Temperature instability comparison of micro- and meso-scale Joule-Thomson cryocoolers employing mixed refrigerants

Abstract

Previously we demonstrated cryogenic cooling in a Joule-Thomson (JT) microcryocooler (MCC) with mixed refrigerants operating at pressure ratios of 16:1 that achieved stable temperatures of 140 K, with transient temperatures down to 76 K, with precooling of the refrigerant to 240 K. Pre-cooling improves the minimum enthalpy difference, (Δh T)min compared with that of pure fluids. Micro-scale compressors have been unavailable to meet 16:1 ratios. By reducing the ratio to 4:1, mini-compressors become viable in the near term. Utilizing mixed refrigerants optimized for 4:1 pressure ratios we compare the performance stability of this micro-JT employing a 25 mm long multichannel glass fiber heat exchanger (outer low-pressure capillary ID/OD=536 μm/617 μm, inner high-pressure channels ID/OD=75 μm/125 μm) with a scaled up (meso-scopic) version employing a 20 cm long single channel stainless steel heat exchanger (outer low pressure channel ID/OD=580 μm/760 μm, inner high pressure channel ID/OD=150 μm/266 μm).
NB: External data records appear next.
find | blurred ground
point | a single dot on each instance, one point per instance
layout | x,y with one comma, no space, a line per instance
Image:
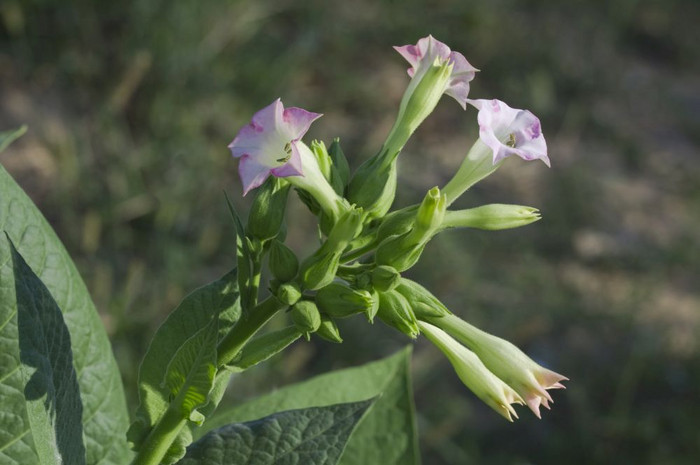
131,105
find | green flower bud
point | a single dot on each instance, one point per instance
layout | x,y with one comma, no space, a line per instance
267,212
373,186
340,301
306,316
419,101
430,214
385,278
372,312
329,330
395,311
397,222
319,269
340,171
283,263
324,160
491,217
424,303
399,252
289,293
403,251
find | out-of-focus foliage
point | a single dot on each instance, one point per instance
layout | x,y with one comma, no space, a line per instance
130,106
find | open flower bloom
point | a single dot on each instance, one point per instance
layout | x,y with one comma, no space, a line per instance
429,51
271,145
508,131
487,386
503,131
505,360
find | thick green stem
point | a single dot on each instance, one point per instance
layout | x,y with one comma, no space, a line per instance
161,438
246,328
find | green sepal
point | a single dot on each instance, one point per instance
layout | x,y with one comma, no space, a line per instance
329,330
340,170
267,211
395,311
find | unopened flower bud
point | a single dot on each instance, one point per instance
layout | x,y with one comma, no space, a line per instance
399,252
283,263
289,293
340,301
267,212
397,222
491,217
340,171
419,101
395,311
319,269
373,186
306,316
423,302
324,161
329,330
403,251
429,215
385,278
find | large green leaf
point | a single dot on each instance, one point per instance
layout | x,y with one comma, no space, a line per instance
52,397
196,311
387,434
105,417
312,436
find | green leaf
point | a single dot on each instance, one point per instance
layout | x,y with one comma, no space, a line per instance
7,137
190,374
263,347
194,313
387,434
105,416
312,436
50,385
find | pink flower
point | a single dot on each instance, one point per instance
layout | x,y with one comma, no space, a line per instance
508,131
424,54
270,144
530,380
This easy to fabricate and modify meso-scale version was fabricated to investigate the temperature instabilities of mixed refrigerants for similar operating conditions but for proportionally higher flows of ∼ 30 cm/min compared with ∼ 10 cm/min. We compare measured pressures, flow rates, temperatures, and stabilities for both micro- and meso-JT cryocoolers to better understand the causes for the temperature instabilities within the micro-JT cryocooler. © 2012 American Institute of Physics.